The Postage Stamp Museum and attached Treasure Chamber were available after the standard lunch-hour closure. Another terrific thing around these parts, instead of staff-rotations, the staff just close the doors and have 1.5 hours break in the middle of the day. Can I have a break to eat my lunch in peace? Cause that would be great.
The office had an adorable Christmas tree set, which no one wanted to have their photo taken in front of. They both wanted to sit in the chair and wear the crown, except it was right in front of the window and the sunlight coming just ruined it all. But you get an idea of cuteness below; some Chinese tourists asked to have their picture taken with her. If you see her on a billboard or blog somewhere in the future, let me know?

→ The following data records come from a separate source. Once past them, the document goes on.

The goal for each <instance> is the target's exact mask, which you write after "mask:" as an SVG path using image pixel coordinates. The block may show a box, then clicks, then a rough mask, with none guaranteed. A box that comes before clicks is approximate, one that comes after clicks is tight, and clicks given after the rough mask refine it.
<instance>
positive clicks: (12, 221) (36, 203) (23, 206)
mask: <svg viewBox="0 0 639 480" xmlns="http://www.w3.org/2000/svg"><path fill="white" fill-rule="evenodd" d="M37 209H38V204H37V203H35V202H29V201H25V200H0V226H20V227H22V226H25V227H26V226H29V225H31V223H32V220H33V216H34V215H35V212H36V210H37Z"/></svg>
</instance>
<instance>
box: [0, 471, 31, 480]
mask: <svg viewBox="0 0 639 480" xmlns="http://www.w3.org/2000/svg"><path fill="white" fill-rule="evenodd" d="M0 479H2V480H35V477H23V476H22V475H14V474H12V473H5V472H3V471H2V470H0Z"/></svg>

Just before we left, I remember reading something online. Someone, they weren’t specific, will stamp your passport for a small fee. Since Liechtenstein is technically Schengen, there is no border check. For some reason, they have decided that the wishes of the tourists could still be granted. The clerk informed me that she is the one that does the stamping. 4 CHF per passport, we now have Liechtenstein stamps in our passport. Yay!
Burg Brasserie was maybe 200 m from the tourism office and it was highly recommended. When we arrived, we could see why. The menu was in both English and German, which was perfect, and they weren’t closed for lunch (’cause it’s happened before). It was empty when we showed up at 12:30 pm though it quickly picked up after we placed our orders. We even sat next to a group of Australians, visiting Europe for the winter break.
Across the street from the restaurant was a Christmas market skating rink. I couldn’t find any stalls for the market, just a rink decked out in Christmas decorations. Unlike Paris, we had to rent these skates and the sun was coming. After lunch, the Zamboni was clearing away the melted ice and it didn’t look good for our chances of skating today.
Shortly after having lunch, Baby girl fell asleep in her stroller. Munchkin said he didn’t want to visit the Stamp Museum so we just went for a walk. Before long, not 750 m, we found ourselves at the Royal Wineries.
The winery had a great walking path that we could stroll through, looking at all the great vines that would one day make a great bottle for me to buy. The winery has been owned by the royal family since 1712, when they acquired the county of Vaduz. The vineyard itself is roughly 4 hectares in size.
The venue looked like it was able to host large enough events, like a wedding.
In the back room, they offered a wine tasting of 9 CHF per person. This included Pinot Noir; Rose, Medium and strong (aged in French Oak). I’m more of a wine drinker than wine connoisseur, but I do know a good taste when I smell it. We decided to buy a few bottles of the Medium.
Since 1938, free access to the castle is no longer possible. It is, however, with a guided tour only, and during the summer months.
We had some time to kill and it was right there so we took a little detour to check it out. There was a parking spot further up the hill to take a hike around the castle grounds but both kids had already fallen asleep by then – didn’t take long. We took a few pictures from the parking, then slowed way down on the way out so I could snap a few on the way. Considering I am not the photographer, and the cobble stone roads didn’t exactly leave for a steady hand, I think it turned out half-decent.
Now, why didn’t we just pull over and take a pic closer than the parking spot? It is a very curvy road the traffic was inconsistent. We didn’t feel safe pulling over on the side of a mountain, down being on the outside, just for a few snaps. Going stupid-slow was enough for me.
In the end, this had to be one of our cheapest day trips ever, since we didn’t actually accomplish anything, but we did have a fun time doing. That must count for something. Never on a Monday!